Kamis, 02 Februari 2012

Last Love Letter

Selamat malam, Sayang.
Aku menulis surat ini beberapa hari sebelum kita diperbolehkan untuk kembali bertemu. Sepuluh tahun sudah aku berada di dunia yang ambigu. Aku belum sampai di rumah Tuhan. Malaikat berkata bahwa masih ada urgensi yang harus kuselesaikan disini. Seluruh memoriku dihapus, tapi kemudian aku tidak paham bagaimana aku bisa mengingatmu yang ternyata adalah penyebab aku tidak bisa pergi. Aku memohon pada Tuhan kala itu, agar kita bisa bertemu satu hari lagi. Dan kemudian aku bisa pergi.
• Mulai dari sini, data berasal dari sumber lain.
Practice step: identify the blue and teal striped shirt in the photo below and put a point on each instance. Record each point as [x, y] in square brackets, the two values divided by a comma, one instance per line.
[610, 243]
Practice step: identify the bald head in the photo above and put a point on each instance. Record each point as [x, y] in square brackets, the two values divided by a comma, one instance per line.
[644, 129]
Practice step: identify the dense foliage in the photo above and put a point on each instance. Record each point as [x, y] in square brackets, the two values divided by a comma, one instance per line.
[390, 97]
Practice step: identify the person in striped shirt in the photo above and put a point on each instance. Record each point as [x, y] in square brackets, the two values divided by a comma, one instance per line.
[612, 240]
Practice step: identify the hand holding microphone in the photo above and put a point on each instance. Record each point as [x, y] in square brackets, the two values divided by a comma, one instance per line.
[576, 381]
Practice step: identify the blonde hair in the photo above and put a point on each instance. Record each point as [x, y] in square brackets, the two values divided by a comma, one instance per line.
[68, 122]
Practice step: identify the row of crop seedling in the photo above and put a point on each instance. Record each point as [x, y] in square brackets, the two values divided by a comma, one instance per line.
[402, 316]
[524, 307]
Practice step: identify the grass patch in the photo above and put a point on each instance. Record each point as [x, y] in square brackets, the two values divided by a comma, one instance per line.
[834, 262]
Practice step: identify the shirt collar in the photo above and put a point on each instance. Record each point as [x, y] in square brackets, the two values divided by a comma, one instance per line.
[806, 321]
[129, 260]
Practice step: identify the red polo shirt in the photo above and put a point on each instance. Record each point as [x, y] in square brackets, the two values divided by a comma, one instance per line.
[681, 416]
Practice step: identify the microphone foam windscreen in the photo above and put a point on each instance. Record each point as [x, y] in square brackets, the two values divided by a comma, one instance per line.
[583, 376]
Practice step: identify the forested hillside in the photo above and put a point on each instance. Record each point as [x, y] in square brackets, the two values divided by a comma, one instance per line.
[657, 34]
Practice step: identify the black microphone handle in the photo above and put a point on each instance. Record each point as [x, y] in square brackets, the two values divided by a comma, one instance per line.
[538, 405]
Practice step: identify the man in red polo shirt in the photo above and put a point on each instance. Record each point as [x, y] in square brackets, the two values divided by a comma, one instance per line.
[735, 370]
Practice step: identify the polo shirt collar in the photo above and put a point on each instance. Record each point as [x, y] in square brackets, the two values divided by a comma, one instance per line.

Hari itu sepuluh tahun yang lalu kita bertengkar hebat. Kita masih sangat muda saat itu. Aku berteriak sampai kau menangis meninggalkanku. Kau tahu kemana aku setelah kau membanting pintu rumahku? Aku berpikir keras bagaimana cara menyelesaikan ini. Kita bersama sejak kecil, tetapi baru kali ini terbelit akar masalah yang rumit. Ketahuilah, meskipun aku pergi ke club dan minum bersama teman-teman wanitaku, tapi kaulah rumahku. Pada akhirnya aku akan pulang padamu. Sampai akhirnya sore itu juga aku membeli sepasang cincin dengan uang tabunganku sendiri. Hasil dari petikan gitarku di cafe-cafe. Aku begitu larut dalam khayal yang bahagia dalam perjalanan pulang ke rumahmu, sampai tidak memperhatikan kendaraan yang begitu besar melaju kencang dari arah seberang yang akhirnya membuatku tak terjamah seperti ini.

Sayang, aku tahu betapa sulitnya hidupmu sepuluh tahun ini. Tubuhmu semakin kurus, matamu sayu, dan aura ceriamu berubah menjadi kelam. Mengingat bahwa kau dulu hanya punya aku, hidupmu sebatang kara tanpa siapapun. Tinggal dalam rumah kontrakan yang kecil, bekerja paruh waktu di restoran, dan setiap hari hanya mau makan mie instan. Bagaimana aku tidak nanar melihatmu?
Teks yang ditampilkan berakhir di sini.